Slightly better than SELF MADE MAIDS.
What, you want me to say more than that? OK. THE PLAYHOUSE is pure genius. The first seven minutes or so is the sequence where Keaton plays every part, and as Paul correctly points out, parodies Thomas Ince with the programming as far as taking credit for everything. The amount of roles Keaton plays here is breath taking, and the amazing thing is he doesn't half ass any of them. Even when he's playing the instruments, I can at least vouche for the stringed instruments, being a bass player, that he is at least attempting to portray a believable left hand fretting technique, even doing upward slides and vibrato. I say this as being impressed to his attention to detail. The roles he plays, be it an old lady, old man, child, black faced minstrel, dancer, monkey, whatever, is all played with conviction and convincingly. Every single one of them, and it's damn impressive. As already mentioned, Elgin Lessley deserves praise for the camera technique, especially getting nine Keaton's on screen! He had to use masking tape on the lens in perfect ninths (!) and make sure he cranked the camera at the same tempo all nine times to make sure everything fit on the screen properly and was running at the same tempo. Incredibly difficult to do, and the results are worth it, as it's a wonderful effect.

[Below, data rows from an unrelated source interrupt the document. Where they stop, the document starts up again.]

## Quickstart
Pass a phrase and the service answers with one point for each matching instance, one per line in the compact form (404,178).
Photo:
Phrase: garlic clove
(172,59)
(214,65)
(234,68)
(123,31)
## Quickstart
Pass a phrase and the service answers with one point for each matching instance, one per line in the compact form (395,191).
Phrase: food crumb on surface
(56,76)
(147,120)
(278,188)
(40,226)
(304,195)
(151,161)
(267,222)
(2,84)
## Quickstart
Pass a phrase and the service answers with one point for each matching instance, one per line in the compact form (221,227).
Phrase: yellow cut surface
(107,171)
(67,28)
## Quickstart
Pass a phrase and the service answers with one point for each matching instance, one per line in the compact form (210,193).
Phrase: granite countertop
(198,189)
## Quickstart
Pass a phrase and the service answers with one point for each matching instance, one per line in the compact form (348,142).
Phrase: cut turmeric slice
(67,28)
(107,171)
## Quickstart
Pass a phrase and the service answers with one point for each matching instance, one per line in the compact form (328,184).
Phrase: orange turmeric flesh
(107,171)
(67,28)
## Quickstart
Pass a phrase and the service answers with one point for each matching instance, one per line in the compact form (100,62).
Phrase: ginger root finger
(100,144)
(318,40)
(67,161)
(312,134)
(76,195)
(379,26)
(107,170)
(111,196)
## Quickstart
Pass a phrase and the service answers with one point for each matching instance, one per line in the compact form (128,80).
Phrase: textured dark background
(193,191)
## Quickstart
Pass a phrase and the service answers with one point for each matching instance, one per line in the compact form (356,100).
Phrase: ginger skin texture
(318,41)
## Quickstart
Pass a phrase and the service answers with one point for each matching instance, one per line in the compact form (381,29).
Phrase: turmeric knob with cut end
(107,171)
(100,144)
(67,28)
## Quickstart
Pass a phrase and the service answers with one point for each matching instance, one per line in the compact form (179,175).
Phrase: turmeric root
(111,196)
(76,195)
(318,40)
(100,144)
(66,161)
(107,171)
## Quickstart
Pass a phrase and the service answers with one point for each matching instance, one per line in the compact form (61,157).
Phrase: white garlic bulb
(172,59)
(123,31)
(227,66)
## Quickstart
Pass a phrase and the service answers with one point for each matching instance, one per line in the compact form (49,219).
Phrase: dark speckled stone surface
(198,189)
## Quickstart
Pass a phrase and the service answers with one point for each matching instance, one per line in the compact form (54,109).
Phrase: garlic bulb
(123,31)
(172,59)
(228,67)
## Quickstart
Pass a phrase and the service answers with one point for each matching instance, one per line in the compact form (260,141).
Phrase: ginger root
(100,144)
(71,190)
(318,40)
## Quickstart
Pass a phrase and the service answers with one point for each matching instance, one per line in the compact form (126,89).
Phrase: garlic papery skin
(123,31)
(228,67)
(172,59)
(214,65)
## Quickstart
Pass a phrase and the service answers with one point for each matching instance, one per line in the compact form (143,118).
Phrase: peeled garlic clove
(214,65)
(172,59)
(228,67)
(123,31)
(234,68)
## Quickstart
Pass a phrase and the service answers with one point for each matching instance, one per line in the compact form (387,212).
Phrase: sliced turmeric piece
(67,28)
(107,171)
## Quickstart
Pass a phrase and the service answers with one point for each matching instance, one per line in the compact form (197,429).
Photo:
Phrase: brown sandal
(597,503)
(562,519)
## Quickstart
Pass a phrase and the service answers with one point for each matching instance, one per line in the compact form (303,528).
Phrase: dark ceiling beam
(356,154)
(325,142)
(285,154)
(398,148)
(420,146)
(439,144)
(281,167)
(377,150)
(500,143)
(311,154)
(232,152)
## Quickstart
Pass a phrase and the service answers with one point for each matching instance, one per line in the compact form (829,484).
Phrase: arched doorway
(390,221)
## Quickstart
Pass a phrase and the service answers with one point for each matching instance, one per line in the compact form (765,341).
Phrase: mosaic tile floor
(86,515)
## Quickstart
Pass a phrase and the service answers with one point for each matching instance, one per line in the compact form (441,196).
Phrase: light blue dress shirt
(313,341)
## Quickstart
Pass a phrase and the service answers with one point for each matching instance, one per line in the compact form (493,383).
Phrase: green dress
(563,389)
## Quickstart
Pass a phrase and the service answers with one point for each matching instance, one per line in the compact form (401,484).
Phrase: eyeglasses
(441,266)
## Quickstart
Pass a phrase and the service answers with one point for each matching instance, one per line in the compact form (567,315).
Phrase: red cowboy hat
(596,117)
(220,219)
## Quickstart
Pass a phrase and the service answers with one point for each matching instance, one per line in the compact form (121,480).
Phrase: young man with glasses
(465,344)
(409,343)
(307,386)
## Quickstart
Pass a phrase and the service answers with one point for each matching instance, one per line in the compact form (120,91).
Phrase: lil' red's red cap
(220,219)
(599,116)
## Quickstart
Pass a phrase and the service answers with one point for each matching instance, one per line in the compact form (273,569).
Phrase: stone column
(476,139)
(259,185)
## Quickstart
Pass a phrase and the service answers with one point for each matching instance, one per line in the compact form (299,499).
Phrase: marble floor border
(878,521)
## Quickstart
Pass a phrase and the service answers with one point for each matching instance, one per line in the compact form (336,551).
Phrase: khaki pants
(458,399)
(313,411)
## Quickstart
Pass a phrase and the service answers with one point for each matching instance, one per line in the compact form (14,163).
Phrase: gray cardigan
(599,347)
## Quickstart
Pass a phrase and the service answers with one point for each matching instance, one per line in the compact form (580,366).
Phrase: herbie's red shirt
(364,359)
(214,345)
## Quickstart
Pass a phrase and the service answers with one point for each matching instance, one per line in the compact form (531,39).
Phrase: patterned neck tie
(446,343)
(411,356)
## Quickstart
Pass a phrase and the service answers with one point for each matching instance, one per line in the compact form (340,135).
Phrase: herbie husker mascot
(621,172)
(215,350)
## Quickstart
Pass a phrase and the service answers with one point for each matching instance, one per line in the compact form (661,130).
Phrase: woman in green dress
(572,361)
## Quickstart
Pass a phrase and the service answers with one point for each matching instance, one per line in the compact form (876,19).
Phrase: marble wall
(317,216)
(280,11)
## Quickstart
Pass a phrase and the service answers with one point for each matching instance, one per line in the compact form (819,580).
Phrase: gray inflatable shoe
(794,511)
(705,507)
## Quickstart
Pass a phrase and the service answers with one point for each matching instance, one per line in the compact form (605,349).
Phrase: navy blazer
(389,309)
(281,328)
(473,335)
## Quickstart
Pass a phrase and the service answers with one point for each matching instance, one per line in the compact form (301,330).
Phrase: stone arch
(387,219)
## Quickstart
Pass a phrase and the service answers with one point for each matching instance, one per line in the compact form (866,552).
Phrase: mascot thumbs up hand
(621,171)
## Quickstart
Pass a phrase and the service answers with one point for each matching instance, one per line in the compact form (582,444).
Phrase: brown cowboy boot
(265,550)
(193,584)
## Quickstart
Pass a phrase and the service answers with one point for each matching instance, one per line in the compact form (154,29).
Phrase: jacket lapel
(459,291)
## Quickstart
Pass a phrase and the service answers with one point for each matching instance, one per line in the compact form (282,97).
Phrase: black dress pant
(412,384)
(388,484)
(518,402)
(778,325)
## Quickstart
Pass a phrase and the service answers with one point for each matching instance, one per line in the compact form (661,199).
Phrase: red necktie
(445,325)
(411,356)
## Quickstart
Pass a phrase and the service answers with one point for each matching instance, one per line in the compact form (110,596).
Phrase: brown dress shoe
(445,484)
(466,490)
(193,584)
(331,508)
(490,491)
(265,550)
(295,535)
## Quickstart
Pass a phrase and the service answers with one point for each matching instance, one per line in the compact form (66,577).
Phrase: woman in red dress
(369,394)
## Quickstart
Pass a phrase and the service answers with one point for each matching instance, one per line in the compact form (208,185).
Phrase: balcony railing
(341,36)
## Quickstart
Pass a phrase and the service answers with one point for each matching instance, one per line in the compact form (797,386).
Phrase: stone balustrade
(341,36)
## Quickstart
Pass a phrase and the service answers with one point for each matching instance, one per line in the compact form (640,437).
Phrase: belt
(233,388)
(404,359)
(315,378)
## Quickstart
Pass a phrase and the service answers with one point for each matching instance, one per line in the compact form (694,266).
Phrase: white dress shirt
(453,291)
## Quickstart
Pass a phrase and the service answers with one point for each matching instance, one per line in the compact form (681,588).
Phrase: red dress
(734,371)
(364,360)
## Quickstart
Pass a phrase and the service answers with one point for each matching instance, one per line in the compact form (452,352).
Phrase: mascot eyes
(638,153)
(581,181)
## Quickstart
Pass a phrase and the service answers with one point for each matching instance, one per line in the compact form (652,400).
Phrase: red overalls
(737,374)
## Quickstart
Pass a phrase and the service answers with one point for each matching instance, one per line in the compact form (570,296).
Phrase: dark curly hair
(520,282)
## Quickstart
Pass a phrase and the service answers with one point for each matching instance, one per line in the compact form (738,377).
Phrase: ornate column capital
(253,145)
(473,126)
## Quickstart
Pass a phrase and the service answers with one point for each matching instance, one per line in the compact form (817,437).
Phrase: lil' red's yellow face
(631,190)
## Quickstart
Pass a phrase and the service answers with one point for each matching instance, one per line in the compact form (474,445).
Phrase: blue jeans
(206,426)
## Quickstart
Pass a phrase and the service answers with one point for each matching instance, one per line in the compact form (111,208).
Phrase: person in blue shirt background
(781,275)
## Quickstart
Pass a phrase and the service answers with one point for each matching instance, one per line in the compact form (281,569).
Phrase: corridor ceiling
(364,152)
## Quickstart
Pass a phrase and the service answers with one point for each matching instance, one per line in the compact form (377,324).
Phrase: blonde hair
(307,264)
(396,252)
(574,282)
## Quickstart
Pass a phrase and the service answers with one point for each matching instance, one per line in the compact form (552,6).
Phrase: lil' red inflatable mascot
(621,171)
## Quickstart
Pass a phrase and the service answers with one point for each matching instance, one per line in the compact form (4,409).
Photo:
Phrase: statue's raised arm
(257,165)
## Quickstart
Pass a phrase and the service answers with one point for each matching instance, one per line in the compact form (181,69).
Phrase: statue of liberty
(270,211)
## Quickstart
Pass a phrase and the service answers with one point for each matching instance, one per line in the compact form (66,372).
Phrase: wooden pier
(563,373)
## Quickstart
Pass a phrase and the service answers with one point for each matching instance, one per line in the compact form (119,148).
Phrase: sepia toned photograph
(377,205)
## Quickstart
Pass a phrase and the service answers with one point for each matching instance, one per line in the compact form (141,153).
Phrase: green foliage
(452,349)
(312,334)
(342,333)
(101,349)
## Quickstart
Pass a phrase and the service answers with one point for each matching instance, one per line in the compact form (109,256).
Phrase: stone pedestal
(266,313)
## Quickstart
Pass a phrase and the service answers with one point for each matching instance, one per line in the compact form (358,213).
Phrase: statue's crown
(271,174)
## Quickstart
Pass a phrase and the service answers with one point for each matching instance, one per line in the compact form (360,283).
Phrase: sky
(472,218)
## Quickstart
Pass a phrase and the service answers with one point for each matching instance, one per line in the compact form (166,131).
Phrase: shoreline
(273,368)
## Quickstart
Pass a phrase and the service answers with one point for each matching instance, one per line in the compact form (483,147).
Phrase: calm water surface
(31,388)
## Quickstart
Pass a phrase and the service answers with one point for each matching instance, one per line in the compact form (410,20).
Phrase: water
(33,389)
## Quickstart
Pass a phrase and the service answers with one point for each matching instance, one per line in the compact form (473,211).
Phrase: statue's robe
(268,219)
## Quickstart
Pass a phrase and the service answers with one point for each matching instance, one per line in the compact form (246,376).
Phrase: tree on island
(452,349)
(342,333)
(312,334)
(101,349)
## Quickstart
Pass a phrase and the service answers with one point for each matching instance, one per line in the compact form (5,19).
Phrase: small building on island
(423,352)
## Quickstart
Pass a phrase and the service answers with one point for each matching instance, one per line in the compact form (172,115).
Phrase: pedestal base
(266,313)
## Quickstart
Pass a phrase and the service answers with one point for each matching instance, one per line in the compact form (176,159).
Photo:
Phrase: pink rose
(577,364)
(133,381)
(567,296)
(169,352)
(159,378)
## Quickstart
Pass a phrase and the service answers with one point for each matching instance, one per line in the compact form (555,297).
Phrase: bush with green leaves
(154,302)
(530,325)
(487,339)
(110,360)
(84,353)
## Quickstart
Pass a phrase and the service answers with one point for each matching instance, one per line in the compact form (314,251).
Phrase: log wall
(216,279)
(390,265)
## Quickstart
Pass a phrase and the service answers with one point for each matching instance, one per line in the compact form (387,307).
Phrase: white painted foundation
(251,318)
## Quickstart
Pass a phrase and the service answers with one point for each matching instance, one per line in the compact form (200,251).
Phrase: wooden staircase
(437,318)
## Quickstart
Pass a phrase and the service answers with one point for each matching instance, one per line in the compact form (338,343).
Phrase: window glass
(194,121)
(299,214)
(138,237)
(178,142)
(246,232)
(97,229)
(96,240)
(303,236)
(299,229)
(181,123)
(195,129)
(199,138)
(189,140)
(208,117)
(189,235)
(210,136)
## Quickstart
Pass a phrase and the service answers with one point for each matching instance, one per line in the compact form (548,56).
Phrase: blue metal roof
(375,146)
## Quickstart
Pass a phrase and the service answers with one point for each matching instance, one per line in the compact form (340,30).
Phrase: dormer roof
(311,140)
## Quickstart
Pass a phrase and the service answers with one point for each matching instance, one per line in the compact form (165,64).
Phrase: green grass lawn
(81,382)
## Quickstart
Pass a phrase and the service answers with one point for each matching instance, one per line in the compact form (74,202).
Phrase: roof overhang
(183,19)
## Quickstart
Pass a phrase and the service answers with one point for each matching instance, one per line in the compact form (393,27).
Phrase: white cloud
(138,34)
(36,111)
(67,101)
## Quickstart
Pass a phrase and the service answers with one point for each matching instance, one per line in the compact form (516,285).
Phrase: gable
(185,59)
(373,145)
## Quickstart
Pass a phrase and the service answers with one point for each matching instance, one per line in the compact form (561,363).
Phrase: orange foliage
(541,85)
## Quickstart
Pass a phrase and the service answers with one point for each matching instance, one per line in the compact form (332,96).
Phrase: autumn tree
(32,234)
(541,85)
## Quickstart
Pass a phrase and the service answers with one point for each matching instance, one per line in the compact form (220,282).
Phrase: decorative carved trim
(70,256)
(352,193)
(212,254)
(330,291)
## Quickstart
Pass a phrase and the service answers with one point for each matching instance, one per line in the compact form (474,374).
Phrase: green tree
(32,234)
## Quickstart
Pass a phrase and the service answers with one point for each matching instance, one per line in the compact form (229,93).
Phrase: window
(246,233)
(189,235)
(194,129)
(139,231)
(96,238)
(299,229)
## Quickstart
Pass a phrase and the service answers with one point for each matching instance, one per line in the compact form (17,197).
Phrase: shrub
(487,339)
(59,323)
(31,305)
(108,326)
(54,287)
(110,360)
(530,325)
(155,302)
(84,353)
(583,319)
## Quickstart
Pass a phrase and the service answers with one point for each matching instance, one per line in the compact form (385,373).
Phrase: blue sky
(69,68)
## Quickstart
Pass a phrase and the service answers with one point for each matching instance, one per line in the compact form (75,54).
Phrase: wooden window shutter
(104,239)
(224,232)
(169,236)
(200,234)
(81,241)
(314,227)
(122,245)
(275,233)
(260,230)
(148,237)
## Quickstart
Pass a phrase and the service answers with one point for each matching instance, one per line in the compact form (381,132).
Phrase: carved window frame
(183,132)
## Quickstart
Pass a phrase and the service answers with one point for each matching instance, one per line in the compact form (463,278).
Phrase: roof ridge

The rest of the film is good fun, if not as virtuosic. The running gag of Keaton getting the twin girls confused is great stuff, as is the whole Minstrel show setting in general. Again, another time capsule of a form of entertainment no longer existing in this day and age. The Zouave stuff is fun, love the Siamese twin soldiers and just this whole short in general. An unquestionable classic.